U.S. considers new Covid rules for travelers from China

WASHINGTON — Alarmed by China’s surge in Covid cases after the sudden end of its “zero-Covid” measures, the Biden administration is considering new rules for travelers from China, such as testing on arrival in the U.S. and additional tracking, two U.S. officials tell NBC News.

The officials say the U.S. and other countries are concerned that China may not be transparently reporting Covid data — specifically, viral genomic sequence data — needed to assess the spread and identify any variants of concern.

The officials said the Biden administration was considering steps similar to those already taken by Japan, which said Tuesday that all travelers from mainland China would be tested on arrival, and Malaysia, which has stepped up tracking and surveillance of travelers from China.

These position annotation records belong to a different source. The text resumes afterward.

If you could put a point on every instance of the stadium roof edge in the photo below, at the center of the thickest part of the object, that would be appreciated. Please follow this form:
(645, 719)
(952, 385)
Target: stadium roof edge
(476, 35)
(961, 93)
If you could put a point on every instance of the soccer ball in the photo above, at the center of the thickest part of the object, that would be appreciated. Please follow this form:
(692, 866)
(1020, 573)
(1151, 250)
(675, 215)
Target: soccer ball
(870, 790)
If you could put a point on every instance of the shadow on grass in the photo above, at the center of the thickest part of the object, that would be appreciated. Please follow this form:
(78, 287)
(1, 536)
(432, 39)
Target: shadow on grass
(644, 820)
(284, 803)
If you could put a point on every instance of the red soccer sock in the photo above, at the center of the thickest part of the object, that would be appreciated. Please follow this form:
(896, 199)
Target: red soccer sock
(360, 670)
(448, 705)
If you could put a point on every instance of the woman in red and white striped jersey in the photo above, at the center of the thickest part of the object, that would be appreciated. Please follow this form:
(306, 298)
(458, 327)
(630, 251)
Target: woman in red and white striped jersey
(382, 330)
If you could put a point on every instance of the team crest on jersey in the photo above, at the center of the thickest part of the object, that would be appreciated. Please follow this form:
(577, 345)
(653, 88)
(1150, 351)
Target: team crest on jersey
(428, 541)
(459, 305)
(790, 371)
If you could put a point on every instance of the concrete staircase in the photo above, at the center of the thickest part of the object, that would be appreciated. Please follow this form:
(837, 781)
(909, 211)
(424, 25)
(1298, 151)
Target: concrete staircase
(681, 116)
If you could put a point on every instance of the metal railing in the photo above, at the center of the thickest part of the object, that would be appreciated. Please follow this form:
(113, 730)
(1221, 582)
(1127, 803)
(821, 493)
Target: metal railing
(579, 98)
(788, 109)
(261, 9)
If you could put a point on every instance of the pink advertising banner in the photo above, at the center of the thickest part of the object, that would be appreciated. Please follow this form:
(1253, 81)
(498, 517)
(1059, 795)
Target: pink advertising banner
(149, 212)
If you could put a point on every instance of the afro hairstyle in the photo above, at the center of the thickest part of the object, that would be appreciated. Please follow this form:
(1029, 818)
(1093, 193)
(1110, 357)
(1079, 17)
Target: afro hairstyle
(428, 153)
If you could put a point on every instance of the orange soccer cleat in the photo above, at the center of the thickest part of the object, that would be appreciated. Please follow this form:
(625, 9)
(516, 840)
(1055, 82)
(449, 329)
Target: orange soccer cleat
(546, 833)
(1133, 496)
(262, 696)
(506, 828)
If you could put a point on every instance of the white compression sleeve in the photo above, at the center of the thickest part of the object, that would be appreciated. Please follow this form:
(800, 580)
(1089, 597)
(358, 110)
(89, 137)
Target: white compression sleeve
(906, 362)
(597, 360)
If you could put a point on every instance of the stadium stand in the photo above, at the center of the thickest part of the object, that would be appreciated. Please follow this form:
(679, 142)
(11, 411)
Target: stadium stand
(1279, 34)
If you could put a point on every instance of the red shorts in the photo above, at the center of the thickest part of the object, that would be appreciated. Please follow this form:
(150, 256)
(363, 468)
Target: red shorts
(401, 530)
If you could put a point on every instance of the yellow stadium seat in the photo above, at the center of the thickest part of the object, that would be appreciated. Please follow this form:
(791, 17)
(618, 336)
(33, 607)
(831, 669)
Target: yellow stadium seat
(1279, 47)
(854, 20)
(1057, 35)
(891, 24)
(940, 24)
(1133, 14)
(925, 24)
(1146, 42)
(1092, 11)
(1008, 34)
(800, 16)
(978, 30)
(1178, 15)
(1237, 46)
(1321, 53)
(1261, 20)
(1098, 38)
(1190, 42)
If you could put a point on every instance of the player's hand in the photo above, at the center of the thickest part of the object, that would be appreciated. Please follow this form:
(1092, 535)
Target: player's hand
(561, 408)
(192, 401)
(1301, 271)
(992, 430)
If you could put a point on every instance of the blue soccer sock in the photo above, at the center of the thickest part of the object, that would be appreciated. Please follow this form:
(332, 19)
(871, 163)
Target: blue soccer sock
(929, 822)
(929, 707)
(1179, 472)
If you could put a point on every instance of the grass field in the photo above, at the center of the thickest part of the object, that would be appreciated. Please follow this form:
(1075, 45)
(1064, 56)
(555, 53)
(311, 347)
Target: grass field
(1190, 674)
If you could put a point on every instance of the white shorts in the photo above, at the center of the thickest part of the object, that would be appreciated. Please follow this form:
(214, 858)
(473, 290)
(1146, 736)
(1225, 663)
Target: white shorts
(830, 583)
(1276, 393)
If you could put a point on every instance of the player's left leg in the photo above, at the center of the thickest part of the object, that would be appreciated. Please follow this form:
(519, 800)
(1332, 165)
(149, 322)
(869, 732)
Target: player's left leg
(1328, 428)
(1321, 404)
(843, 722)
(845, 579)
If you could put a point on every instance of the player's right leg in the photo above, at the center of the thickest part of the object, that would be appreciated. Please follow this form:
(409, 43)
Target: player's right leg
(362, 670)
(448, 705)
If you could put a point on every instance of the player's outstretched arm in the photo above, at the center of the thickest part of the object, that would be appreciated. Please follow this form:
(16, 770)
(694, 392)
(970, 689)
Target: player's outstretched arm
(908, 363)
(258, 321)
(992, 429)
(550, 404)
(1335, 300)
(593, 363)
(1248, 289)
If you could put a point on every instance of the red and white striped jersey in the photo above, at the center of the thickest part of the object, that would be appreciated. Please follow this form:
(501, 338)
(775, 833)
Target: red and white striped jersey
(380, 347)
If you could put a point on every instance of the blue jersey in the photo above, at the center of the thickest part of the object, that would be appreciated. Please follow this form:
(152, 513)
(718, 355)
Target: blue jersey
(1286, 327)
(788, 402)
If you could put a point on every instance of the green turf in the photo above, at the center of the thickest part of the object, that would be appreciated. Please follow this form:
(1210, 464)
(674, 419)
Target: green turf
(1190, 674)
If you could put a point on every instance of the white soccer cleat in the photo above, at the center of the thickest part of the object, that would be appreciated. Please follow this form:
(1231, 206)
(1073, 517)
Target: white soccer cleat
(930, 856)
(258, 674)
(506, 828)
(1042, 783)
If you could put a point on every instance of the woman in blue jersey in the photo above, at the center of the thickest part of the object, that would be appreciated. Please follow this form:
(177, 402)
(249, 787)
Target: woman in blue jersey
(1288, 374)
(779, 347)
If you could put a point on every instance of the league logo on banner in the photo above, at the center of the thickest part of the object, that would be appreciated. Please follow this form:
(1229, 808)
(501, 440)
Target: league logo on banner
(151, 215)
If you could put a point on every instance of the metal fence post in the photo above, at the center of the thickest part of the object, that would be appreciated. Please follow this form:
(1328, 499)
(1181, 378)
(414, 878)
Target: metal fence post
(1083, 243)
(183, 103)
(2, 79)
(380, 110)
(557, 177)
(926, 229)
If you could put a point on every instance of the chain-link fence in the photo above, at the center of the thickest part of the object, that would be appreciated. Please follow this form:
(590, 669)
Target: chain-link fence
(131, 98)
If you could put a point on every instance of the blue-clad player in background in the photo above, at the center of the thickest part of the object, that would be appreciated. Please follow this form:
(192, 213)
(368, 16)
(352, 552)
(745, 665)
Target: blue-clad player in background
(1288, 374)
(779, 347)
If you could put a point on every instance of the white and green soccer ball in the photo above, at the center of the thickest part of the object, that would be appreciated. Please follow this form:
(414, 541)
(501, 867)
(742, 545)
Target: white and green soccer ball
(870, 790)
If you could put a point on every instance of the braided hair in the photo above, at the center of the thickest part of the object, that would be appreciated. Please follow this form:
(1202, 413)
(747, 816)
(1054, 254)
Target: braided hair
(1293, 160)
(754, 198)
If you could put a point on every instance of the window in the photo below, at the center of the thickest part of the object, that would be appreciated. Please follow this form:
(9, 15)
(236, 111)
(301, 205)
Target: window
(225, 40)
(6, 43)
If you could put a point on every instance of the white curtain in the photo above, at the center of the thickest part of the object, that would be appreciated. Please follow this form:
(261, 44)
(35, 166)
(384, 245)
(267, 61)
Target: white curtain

Taiwan also said Wednesday that travelers from mainland China would have to take a PCR test on arrival, with those who test positive allowed to isolate at home. Last week, India said it would make virus testing mandatory for travelers arriving from China as well as Japan, South Korea, Hong Kong and Thailand. As in Japan, anyone who tests positive will be required to quarantine.

The Biden administration considerations were first reported by Bloomberg.

Any restrictions would be applied to all travelers coming from China, regardless of nationality, the U.S. officials said. There are no indications the U.S. is considering a “travel ban” or prohibiting people from traveling to the U.S. from China.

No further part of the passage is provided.